Le roi Filip exprime des « regrets sincères » au Congo, mais aucune excuse n’a été présentée. Et maintenant?

Le regret que le roi Philippe a exprimé sous forme de lettre il y a deux ans pour les méfaits belges au Congo, il l’a maintenant aussi exprimé haut et fort dans la capitale Kinshasa. Plusieurs milliers de Congolais se sont rassemblés devant le bâtiment du parlement mercredi après-midi pour écouter le discours, le moment le plus attendu de la visite d’Etat de cinq jours du roi Philippe et de la reine Mathilde.

« Bien que beaucoup de Belges aient donné le meilleur d’eux-mêmes au Congo à l’époque (…) le régime colonial en tant que tel était basé sur l’exploitation et la domination », a clairement dit le roi. Il a également reconnu que le régime était « basé sur une relation d’inégalité » et se caractérisait par « le paternalisme, la discrimination et le racisme ».

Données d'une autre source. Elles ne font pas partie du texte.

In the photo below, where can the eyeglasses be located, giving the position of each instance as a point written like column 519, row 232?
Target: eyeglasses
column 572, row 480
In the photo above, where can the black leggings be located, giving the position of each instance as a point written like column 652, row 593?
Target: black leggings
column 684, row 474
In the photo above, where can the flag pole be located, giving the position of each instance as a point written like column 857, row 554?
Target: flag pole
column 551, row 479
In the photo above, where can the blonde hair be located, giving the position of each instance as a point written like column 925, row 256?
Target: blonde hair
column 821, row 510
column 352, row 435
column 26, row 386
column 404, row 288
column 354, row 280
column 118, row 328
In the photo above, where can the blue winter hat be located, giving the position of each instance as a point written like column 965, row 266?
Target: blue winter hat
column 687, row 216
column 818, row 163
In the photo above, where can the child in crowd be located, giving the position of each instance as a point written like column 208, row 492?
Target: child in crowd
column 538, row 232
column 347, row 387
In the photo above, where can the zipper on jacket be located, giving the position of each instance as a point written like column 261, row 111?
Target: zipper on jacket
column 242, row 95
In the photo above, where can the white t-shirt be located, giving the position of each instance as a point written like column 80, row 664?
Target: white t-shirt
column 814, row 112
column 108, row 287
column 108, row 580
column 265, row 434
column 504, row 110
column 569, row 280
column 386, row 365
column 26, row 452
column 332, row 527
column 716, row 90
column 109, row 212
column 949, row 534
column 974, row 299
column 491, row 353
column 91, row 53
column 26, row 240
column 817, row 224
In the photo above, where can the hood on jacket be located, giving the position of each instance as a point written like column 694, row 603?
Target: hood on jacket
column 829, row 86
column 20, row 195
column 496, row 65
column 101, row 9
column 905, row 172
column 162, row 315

Le roi Philippe condamna ainsi le règne de Léopold II et la période coloniale avec encore plus de fermeté que dans sa lettre précédente. Cela s’est produit à l’occasion du 60e anniversaire de l’indépendance congolaise, à une époque où le passé colonial belge, sous l’influence du mouvement Black Lives Matter, était lié à une discrimination et un racisme permanents et structurels.

Jalon

Dans le discours, le regret est même devenu « le regret le plus profond et le plus sincère ». Mais il n’y a pas eu d’excuses officielles. « Le roi aurait outrepassé ses limites avec cela », déclare le professeur émérite d’histoire Mark Van den Wijngaert. Le regret est une attitude morale, les excuses peuvent impliquer des réparations ou des remboursements. Une commission parlementaire spéciale se penche actuellement sur cette question.

« Écrivons ensemble ce nouveau chapitre », a lancé le roi au président Félix Tshisekedi. Ce message n’a pas été reçu avec un enthousiasme sans réserve. Que le roi utilise occasionnellement les langues nationales – le lingala, le swahili, le kikongo et le tshiluba – pouvait compter sur des applaudissements. Pendant le discours, cependant, il y avait aussi des huées.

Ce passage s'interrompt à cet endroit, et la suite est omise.